第11話 一色さん

「一色さん!?」


 突然現れた黒いネズミが重なった直後――一色さんが消えた。

 助けようと伸ばした手は、虚しく空を掴んでいる。

 間に合わなかった……まずい……何とかしなければ……!

 焦りで一瞬頭が真っ白になったが、落ち着け……! と、拳を握る。

 下手な行動を取ったら、取り返しがつかなくなるかもしれない!


 一色さんに飛びついていた芳三もいなくなっているから、恐らく一緒にいるだろう。

 守護獣である芳三が一緒なら、危険が迫ってもなんとかしてくれるはずだ。

 それに、一色さんには『運S』があるし、ギフトで覚えた魔法もある。

 だからきっと大丈夫……無事だ……。


「ぐぉ……」

「にゃ……」

「大丈夫、僕がなんとかする。一色さんと芳三の気配を探ってみるよ」


 心配そうにしている二匹に声を掛け、深呼吸をして冷静になったあと、千里眼で周囲を確認した。

 どんな些細な情報も逃さないように神経を集中させる。


「ねえ! 今の何だったの!? ハナはどこに行ったの!?」

「でかいネズミに連れて行かれたぞ……!」

「…………」


 ミンミとリュリュが騒いでいて気が散る。

 衝撃的な光景だったから、動揺するのは分かるが……。

 二人よりも一色さんのことを大事に思っている僕達が、冷静に努めて対処しようとしているのを邪魔しないで欲しい。


「――静かにしてくれ」

「「…………っ!!」」


 注意された二人は、僕に怯えるように固まった。
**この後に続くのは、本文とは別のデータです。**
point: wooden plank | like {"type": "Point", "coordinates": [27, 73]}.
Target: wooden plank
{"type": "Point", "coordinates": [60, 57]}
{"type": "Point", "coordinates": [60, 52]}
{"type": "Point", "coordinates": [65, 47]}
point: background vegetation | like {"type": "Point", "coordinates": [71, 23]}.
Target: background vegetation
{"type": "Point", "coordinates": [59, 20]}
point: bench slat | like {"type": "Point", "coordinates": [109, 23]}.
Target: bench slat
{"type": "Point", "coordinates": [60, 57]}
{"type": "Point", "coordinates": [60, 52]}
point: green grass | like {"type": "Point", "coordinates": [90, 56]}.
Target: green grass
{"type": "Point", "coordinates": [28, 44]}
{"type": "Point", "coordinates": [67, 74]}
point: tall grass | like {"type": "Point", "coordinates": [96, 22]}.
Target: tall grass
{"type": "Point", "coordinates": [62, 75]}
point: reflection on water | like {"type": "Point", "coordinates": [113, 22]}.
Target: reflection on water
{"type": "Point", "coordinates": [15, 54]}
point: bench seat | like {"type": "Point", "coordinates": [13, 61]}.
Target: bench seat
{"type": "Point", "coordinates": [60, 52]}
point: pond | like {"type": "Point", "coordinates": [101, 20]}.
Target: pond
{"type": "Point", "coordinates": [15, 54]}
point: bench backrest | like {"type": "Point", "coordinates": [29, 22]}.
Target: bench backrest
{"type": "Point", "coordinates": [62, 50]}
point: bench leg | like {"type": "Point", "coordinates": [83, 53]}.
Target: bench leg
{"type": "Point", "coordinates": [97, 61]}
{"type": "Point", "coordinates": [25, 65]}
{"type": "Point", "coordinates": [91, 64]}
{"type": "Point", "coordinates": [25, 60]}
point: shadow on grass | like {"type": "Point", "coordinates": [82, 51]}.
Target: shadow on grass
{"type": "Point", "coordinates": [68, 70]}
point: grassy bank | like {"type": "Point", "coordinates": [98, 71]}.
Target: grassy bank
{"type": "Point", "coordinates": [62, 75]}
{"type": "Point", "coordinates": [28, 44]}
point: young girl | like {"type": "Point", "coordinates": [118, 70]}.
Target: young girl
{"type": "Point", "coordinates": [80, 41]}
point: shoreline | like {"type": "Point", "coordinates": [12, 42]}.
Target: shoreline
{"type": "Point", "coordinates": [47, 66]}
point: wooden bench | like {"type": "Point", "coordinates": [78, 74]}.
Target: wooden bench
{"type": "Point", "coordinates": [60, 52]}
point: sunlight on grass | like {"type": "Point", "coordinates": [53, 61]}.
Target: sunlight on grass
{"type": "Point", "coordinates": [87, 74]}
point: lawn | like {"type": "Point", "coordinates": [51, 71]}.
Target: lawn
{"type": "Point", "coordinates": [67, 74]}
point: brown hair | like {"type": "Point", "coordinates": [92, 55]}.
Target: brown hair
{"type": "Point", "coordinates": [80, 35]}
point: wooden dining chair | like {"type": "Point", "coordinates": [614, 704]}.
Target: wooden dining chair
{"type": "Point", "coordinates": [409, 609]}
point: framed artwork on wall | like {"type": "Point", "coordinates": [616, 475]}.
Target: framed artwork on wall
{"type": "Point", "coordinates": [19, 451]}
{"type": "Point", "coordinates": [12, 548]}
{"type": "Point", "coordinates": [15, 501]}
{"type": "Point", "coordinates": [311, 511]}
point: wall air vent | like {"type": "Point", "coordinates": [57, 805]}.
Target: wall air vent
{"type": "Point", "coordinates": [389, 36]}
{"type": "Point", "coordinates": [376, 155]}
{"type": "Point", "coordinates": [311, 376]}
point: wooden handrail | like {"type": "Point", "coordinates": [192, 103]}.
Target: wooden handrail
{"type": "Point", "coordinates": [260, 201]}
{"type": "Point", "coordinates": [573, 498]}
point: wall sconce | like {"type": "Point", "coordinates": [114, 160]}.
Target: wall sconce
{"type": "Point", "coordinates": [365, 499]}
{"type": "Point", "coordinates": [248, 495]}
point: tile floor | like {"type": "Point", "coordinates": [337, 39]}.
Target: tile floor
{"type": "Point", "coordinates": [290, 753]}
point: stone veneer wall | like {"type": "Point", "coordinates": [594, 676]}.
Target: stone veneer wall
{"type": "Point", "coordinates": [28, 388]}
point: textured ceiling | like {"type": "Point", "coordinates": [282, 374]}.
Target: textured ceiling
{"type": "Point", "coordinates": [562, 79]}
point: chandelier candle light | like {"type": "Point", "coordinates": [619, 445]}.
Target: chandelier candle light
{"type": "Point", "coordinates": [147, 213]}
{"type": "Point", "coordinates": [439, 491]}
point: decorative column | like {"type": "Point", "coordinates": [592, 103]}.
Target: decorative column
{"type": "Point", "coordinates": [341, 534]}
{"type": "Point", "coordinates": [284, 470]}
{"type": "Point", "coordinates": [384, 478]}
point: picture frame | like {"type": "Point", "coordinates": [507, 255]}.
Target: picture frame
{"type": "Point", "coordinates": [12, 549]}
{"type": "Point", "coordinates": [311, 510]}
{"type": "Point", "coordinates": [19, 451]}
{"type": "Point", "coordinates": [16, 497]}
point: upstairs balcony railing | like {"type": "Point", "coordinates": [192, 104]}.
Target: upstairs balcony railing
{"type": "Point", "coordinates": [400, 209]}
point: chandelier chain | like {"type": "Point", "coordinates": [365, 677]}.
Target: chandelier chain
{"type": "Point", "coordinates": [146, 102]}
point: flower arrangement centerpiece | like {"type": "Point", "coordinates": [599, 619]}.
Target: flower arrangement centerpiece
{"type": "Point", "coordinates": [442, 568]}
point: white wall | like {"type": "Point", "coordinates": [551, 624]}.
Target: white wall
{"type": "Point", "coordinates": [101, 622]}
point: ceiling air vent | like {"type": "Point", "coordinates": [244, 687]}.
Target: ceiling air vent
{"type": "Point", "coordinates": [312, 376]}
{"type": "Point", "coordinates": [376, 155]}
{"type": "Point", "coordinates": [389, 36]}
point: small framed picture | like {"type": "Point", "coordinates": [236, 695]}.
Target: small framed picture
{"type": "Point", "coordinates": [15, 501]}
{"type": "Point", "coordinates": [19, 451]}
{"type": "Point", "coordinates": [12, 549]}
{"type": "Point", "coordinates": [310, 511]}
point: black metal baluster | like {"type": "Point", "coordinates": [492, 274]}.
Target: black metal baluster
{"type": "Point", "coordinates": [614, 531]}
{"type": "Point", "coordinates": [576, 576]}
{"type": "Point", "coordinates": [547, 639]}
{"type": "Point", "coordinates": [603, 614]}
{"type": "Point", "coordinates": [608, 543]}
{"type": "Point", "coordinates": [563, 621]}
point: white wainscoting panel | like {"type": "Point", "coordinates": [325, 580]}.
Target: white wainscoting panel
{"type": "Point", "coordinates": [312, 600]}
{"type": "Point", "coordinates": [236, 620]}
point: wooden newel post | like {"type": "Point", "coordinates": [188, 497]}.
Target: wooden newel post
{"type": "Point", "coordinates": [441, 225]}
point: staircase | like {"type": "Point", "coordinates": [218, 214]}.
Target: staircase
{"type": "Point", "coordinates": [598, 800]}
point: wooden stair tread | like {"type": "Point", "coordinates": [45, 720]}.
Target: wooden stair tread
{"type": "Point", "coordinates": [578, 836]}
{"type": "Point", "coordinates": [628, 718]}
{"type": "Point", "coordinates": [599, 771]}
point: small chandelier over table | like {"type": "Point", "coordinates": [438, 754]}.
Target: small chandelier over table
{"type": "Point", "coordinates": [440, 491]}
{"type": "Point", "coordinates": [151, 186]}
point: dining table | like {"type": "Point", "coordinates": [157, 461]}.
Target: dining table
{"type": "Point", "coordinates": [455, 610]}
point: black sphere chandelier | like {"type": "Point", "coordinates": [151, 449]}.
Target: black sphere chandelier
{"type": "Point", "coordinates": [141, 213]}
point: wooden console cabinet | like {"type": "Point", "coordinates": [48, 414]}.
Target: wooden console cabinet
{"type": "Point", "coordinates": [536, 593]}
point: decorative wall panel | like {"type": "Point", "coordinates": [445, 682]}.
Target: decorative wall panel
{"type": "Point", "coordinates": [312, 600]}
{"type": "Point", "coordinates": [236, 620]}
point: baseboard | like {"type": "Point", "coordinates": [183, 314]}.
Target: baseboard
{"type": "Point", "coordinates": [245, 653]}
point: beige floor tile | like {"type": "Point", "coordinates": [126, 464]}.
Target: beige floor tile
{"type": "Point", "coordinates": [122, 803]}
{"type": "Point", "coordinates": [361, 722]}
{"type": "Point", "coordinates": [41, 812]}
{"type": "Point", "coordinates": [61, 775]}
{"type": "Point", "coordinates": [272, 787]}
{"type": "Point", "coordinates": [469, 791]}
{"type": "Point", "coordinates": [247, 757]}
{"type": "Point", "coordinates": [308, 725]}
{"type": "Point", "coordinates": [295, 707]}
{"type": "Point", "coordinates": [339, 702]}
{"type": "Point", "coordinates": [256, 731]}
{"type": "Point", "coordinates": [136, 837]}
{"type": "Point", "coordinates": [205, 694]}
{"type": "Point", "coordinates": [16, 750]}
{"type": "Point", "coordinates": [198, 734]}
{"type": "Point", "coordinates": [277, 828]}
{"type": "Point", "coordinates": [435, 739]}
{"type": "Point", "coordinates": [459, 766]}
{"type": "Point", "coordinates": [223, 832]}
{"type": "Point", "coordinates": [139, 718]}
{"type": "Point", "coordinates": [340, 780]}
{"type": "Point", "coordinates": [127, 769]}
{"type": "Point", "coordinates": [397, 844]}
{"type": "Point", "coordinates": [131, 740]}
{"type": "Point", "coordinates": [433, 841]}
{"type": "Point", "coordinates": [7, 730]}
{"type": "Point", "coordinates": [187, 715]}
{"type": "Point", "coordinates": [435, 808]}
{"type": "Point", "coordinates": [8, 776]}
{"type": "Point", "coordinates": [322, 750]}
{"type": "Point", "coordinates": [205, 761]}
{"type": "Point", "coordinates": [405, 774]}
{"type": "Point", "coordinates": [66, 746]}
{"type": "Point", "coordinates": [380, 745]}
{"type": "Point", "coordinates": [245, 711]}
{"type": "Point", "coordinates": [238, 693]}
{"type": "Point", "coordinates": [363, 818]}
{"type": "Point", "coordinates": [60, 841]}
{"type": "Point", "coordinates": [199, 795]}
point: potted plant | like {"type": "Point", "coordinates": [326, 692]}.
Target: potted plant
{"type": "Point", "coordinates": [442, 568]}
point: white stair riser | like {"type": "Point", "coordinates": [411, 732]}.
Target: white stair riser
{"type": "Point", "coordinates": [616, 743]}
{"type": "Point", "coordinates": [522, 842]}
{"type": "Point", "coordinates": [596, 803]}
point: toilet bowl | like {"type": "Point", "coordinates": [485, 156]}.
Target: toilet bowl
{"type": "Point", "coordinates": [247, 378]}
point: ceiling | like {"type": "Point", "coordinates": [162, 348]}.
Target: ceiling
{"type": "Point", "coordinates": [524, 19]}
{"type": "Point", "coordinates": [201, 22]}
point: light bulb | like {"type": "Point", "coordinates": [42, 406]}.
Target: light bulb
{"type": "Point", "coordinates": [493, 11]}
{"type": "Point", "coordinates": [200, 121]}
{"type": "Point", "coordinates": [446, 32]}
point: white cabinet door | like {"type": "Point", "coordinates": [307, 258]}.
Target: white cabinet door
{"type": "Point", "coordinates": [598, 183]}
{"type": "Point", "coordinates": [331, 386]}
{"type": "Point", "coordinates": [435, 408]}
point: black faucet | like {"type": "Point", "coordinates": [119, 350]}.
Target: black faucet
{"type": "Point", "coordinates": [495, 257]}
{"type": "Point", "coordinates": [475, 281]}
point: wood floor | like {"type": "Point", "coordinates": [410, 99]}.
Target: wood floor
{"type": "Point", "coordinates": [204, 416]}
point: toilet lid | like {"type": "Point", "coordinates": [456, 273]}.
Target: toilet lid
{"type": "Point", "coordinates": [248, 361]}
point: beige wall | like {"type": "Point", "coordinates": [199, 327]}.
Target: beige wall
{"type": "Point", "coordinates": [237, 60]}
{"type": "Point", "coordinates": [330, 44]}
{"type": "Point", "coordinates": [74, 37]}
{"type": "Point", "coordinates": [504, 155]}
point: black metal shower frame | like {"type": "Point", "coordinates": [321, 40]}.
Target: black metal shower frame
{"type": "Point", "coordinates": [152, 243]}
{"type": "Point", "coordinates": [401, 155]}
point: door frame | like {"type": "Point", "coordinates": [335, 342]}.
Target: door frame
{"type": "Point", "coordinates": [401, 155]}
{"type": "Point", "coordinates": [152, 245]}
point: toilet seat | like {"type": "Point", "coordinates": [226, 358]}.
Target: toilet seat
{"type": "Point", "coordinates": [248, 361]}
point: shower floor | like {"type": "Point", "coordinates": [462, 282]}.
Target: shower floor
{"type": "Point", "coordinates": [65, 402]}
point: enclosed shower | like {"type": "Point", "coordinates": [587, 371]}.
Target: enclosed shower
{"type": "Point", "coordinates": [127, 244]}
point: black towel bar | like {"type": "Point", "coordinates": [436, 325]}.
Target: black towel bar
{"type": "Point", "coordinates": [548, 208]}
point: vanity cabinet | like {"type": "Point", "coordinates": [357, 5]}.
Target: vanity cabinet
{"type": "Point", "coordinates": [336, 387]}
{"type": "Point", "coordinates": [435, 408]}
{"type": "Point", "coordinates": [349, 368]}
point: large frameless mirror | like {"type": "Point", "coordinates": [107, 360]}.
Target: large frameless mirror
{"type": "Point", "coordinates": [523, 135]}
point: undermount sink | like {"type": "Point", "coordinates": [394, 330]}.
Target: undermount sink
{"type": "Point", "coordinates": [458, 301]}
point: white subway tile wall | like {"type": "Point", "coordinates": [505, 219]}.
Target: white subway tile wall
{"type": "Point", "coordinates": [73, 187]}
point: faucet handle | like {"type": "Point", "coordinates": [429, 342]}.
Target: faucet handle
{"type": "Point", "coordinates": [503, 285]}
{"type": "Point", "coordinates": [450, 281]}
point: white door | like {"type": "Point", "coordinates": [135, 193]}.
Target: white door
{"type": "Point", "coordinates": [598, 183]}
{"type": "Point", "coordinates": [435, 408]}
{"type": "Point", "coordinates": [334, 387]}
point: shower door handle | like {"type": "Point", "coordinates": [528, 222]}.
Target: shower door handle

。

 ……しまった、つい二人を威圧してしまった。

 思った以上に低い声にもなってしまったが、今は構っていられない。

 改めて集中し、千里眼で周囲を探ったが……一色さんと芳三の気配は見つからなかった。


「……洞窟内にいない」


 だが、洞窟の外にいる感じもない。


「精霊の類いじゃないか」と思ったあの黒いネズミ達は、普通の魔物と違って千里眼では見えず、突如現れた。

 もしかすると……一色さんと芳三は、千里眼では感知できない場所――あのネズミのテリトリーにいるのかもしれない。


「諭吉、虎徹、一色さんと芳三の居場所は分かるか?」

「ぐぉ……」

「にゃ……」


 二匹とも首を横に張っている。

 守護獣同士で居場所を把握することは出来ないかと思ったのだが、分からないようだ。


「探しに行くしかないか……」


 考えろ! どこにいる可能性が高い?

 ゲームで見たマップを必死に思い出す。

 ……いや、ゲームとは違うことが起こっているから、知識に頼っているだけじゃだめだ。

 ヒントになることと言えば――。


 ミンミとリュリュに目を向けると、静かにしていた二人がビクリと動いた。


「この洞窟に関することを、詳しく聞かせて貰えませんか?」


 今度は威圧しない様に気をつけて聞く。


「ど、洞窟について? さっき話した通り、悪人を入れる場所っていうだけで……。オレ達は、内部には詳しくない……」

「……そうですか。そのペンダントでここに悪人を放り込んでいるんですよね?」

「あ、ああ……」

「それを見せてください」

「! こ、これは村の大事なものだ!」

「…………」


 大事なものでも、一色さんと芳三を見つけるためのヒントになるなら使わせて貰う。

 渡して貰えないなら、少しの間、奪うつもりでリュリュを見る。


「リュリュ!」

「…………っ! わ、分かったよ……」


 ミンミに小突かれたリュリュが、渋々ペンダントを渡してくれた。

 すぐにペンダントの石を握り、意識を集中する。

 すると、洞窟の奥から石と似ている気配を感じた。


「かなり奥だな……」


 虎徹の本体があると思わしき最奥に近い場所だ。

 一色さんと芳三の気配はないが、そこにいけば何か分かるかもしれない……。

 すぐに行ってみよう。

 一色さんが作ってくれた料理は、後で食べるように大事に片付け、出発の準備を整える。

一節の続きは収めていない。